= Anida Yoeu Ali =

Cambodian-American artist

Anida Yoeu Ali is a Cambodian-American artist. Her works include span performance, art installation, videos, and images. Installation art is an artistic genre of three-dimensional works that often are site-specific and designed to transform the perception of a space.

==Early life and education==
Anida Yoeu Ali is a Muslim-Khmer woman. She was born in 1974 in Battambang, the capital city in north western Cambodia, and soon after her family fled the war after Vietnam invaded. Her family stayed in a refugee camp in Thailand starting in 1979, then moved to Malaysia to stay with family before finally coming to the United States. She grew up in Chicago and then moved to Phnom Penh in 2011. Ali first obtained her bachelor's degree in Fine Arts (B.F.A) at the University of Illinois in 1996. In 2010, she finished her master's degree of Fine Arts (M.F.A) at the Art Institute of Chicago. She also has a B.F.A in Graphic Design from the University of Illinois Urbana- Champaign.

==Career==
Ali was an assistant professor in International Studies at Trinity College from 2015 to 2016. Ali's work with the group "I Was Born With Two Tongues" (1998-2003) is archived with the Smithsonian Asian Pacific American Program. Ali co-founded and was executive producer of the Mango Tribe (2000-2006), an alternative performance collective to voice the stories of Asian and Pacific Islander American women. History of the Mango Tribe is archived at the University of Chicago Special Collections Library in the Queer Asian American collection. She has received grants from the Rockefeller Foundation, Ford Foundation, the National Endowment of the Arts, and the Illinois Arts Council. She is a collaborative partner with Studio Revolt, a trans-nomadic artist run media lab.
At the University of Washington Bothell, Ali does research as an Artist-in-Residence, while also teaching courses in literature, fine arts, and performance at the University. She focuses her research on artistic storytelling and how people can make their stake in the world through doing so.

Ali has worked with filmmakers to create "1700% Project: Mistaken for Muslim" to address an increase in violence toward the Muslim community after the 9/11 terrorist attack.
Worked on with her husband, a Japanese video producer named Masahiro Sugano, the video depicts a poet, dancer, angel, and prisoner speaking out against anti-Muslim hate crimes. This is also reinforced with images of hate crimes taking place, to show the disturbing nature of such discourse.

In 2017, Ali's artwork The Red Chador disappeared after she was strip-searched and detained by immigration during a trip to Palestine. She discovered the artwork missing from her luggage once arriving in the USA. As a follow-up artwork, she announced The Red Chador as dead to make a statement about rising anti-Muslim sentiments, as well as other human rights violations and forced disappearances.

===Buddhism in Artwork===
Anida Yoeu Ali's work The Buddhist Bug, Into the Night (2015) and her earlier works, including "The Old Cinema" (2014), extends from her Buddhist Bug series of photographs, videos and live performances.

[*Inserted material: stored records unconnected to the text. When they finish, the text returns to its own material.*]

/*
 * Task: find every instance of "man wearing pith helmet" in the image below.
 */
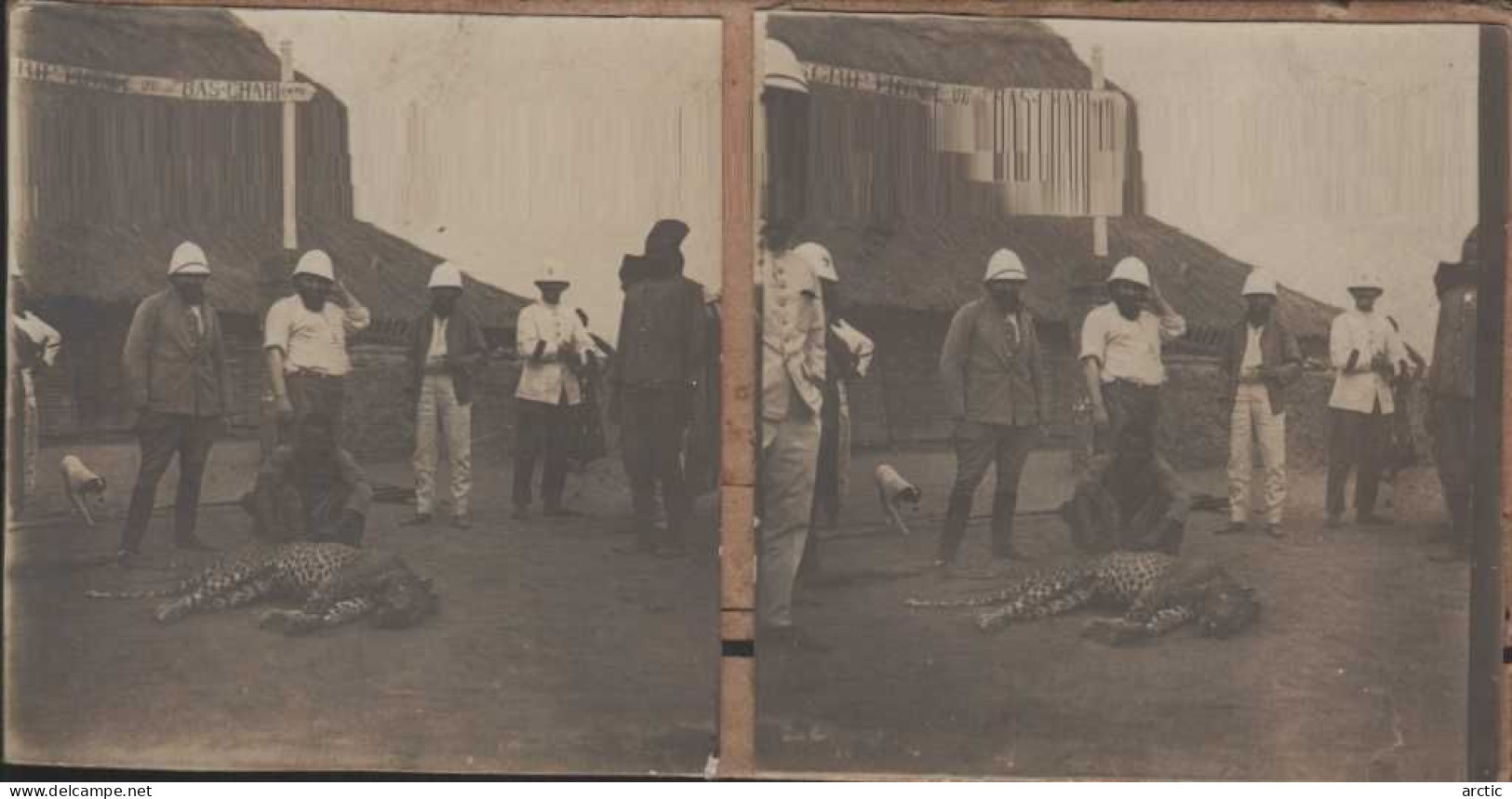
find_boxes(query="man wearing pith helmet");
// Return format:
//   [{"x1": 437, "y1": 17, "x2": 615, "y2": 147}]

In these works, the artist playfully inhabits a sinuous, caterpillar-like costume whose color references the robes of Buddhist monks, in which the bug is also not given a specific gender to be "hybrid in nature". Ali's bug was inspired by her fascination with Buddhism and the exploration of diasporic identities. The project developed when Ali returned to her birthplace of Cambodia as a means of inhabiting and recording Cambodia's changing rural and metropolitan landscapes, and of negotiating her culturally mixed background. The series depicts an art deco cinema, Golden Temple, to make reference to what was known as the "Golden Era" of Cambodian Cinema, a period which the younger generation looks back on fondly and is depicted as so in the series, in which the Buddhist Bug tries to find identity and "otherness". The bug finds instead an emptiness, a "loss in a glorious past", and finally a shadow of him/herself. In a series of social encounters in locations around Phnom Penh, Ali's bug impassively occupies central stage among communities, schools, cinemas, restaurants, bars, and urban and rural landscapes undergoing rapid change and development, in order to challenge religious intolerance, difference in others, and a globalizing world.

===Awards===
In 2015, Anida Yoeu Ali won the Sovereign Asian Prize in Hong Kong. The Sovereign Asian Art Prize was launched in 2004 and aims at encouraging Asian promising artists while acting as a fundraiser for charities. Her winning piece is called Spiral Alley - a photographic print from The Buddhist Bug.
Ali was also the $20,000 grand prize recipient in the Millennium Park music festival's online video contest, with her work titled, "1700% Project: Mistaken for Muslim".